The British Driving Society (BDS) is the governing body for carriage driving in the UK. The society divides the country into various areas and regions, with an appointed Area Commissioner who deals with local enquiries and organises events in their members.
If your horse is safe to ride and has experience of the wide world outside the paddock or arena – with particular emphasis on safe behaviour in traffic – the likely answer is yes. By introducing driving, the outgrown or underworked children’s pony can really come into its own. One that has ‘been there and worn the Pony Club t-shirt’ would be very suitable, and could really benefit from a little extra work. This can have helpful side effects, such as keeping laminitis at bay.

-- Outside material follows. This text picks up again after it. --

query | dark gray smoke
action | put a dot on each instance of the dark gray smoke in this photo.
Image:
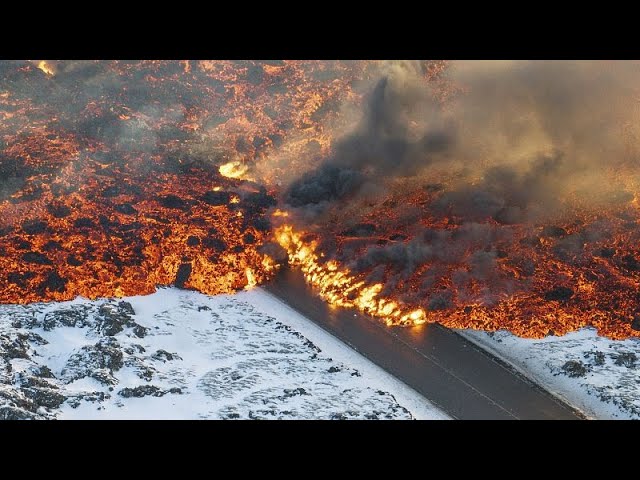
(522, 136)
(401, 132)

However, unless you are an experienced carriage driver, or ‘whip’, with very able helpers, it is unwise to attempt the big step of breaking any animal to harness work yourself. You are better advised to send the horse or pony away from its familiar environment to a professional who will have the right equipment and help available to cope with any eventuality.
The BDS can usually put you in touch with someone reputable. Do be truthful about the past experiences your horse has had, as there can be nothing more frustrating for the professional than when it becomes apparent that previous unsuccessful attempts have been made to put the animal in shafts.
So how long might it take? As with getting a horse accustomed to a rider, this largely depends on the animal. Some horses see the transformation it as a wonderful new experience, and are relatively quickly settled into harness. Others are more wary and can take some time to get used to breeching, crupper and of course the blinkers. Lots of ground work such as lunging and long reining then needs to be done daily before considering introducing the shafts and some sort of breaking vehicle.
However when the trainer is satisfied with the progress being made by the horse or pony, and you also are competent enough, then is the time perhaps to begin your lessons with this novice turnout.